So könnte ich z.B. immer die letzte ID übergeben, die in meinem Grid angezeigt wird.

Wie kann man sowas bei Apache Derby lösen? Der LIMIT-Operator scheint nämlich zu fehlen (kein SQL-Standard?). Gibt es dafür einen Ansatz, bei dem ich nicht immer die ganze Tabelle auslesen und dann die Einträge im Java-Code durchrattern muss?

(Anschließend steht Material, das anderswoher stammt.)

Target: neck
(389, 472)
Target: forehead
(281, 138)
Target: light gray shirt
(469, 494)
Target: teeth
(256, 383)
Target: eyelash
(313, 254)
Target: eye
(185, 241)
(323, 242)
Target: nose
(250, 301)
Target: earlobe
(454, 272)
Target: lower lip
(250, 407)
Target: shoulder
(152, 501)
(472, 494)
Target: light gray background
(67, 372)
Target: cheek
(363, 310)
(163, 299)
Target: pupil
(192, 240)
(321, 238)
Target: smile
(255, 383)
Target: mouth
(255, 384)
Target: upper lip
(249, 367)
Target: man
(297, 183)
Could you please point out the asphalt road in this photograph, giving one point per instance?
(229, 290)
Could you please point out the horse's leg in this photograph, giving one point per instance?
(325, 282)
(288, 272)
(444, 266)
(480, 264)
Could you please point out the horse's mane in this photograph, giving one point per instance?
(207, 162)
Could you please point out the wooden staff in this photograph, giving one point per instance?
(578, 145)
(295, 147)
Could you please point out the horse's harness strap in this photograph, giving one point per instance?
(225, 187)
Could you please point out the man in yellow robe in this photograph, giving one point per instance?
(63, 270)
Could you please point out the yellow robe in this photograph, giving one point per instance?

Vielen Dank für die Hilfe!


----------



## André Uhres (10. Aug 2007)

LIMIT scheint ein MySQL feature zu sein und kein SQL Befehl.
Vielleicht solltest du versuchen, eine bessere Querystrategie zu finden.


----------



## paedubucher (10. Aug 2007)

Dass ich LIMIT nicht verwenden kann, ist mir klar. Darum brauche ich nun irgend etwas "ähnliches", dass die Anzahl der zurückgelieferten Datensätze auf einen bestimmten Wert einschränkt. Gibt es vielleicht eine JDBC-Lösung, der SQL-Standard kennt sowas offenbar nicht.


----------



## SlaterB (10. Aug 2007)

es muss doch eine SQL-Beschreibung für deine komische Datenbank geben?
nach grober google-Suche habe ich irgendwo 
(
http://www.tutego.com/blog/javainsel/2006/02/inselraus-die-datenbank-derby.html
)
'wie DB2' gelesen, und dort

SELECT 
FROM 
WHERE 
ORDER BY 
FETCH FIRST 3 ROWS ONLY;
gefunden

http://mysite.verizon.net/Graeme_Birchall/id1.html

-----------

Strohhalm: Hibernate verwenden, dort eine Query mit maxResults setzen und schauen was für SQL rauskommt


----------



## yajp (10. Aug 2007)

hi,
der Artikel hier beschäftigt sich mit Deinem Problem.
hth


----------



## paedubucher (10. Aug 2007)

yajp hat gesagt.:
			
		

> hi,
> der Artikel hier beschäftigt sich mit Deinem Problem.
> hth



Wunderbar, gleich oben auf Seite 2 wird auf die Methode setMaxRows(int rows) verwiesen, womit man einem (Prepared)Statement die Anzahl mitgeben kann.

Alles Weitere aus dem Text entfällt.